With a mental health care plan, the Medicare rebate covers your friend for a certain amount of the value of their session – ($124.50 for 50+ minutes with a clinical psychologist). If the psychologist charges more, they’ll need to pay the difference – the “gap”.

Another important factor to consider in your support is to keep your friend’s information private. As with any private matter you shouldn’t disclose any information that they’ve confided in you without their consent. Of course, you may share concerns with a manager or HR representative, and there may be cases where more extreme concerns may need immediate action, such as the potential of suicide.

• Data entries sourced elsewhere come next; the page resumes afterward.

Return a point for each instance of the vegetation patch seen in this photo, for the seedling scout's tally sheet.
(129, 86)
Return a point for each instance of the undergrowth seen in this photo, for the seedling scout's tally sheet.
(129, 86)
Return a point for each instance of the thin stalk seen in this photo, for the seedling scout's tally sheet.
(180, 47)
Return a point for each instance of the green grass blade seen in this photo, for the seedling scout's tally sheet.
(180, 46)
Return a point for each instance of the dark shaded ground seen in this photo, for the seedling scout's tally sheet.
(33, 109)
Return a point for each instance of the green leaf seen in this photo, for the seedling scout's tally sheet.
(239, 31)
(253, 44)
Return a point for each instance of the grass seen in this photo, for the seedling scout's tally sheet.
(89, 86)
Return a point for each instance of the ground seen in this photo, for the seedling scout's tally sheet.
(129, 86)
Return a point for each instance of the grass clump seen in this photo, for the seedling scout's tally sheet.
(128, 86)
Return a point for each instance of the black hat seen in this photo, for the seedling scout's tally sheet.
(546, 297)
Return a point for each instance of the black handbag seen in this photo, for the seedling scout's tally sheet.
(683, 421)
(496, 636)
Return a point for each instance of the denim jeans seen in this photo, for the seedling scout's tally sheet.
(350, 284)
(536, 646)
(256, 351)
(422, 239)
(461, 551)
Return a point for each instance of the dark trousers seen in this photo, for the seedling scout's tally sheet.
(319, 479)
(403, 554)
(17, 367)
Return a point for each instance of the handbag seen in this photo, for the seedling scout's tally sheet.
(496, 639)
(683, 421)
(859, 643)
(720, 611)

Of course, at this stage, the seriousness of the conversation has taken on extremely uncomfortable characteristics. But, remember if this is truly someone you care about, awkwardness is a minor concern. Many experts and mental health workers agree that a direct conversation is the best course of action in such a scenario. If you find yourself in this situation, this guide by Ahead For Business can help.

“Don’t judge. You have no idea what someone’s going through. Try giving them the benefit of the doubt.”
“Look out for your workmates. They might think they’re in the zone – but working late nights and weekends is going to take its toll.”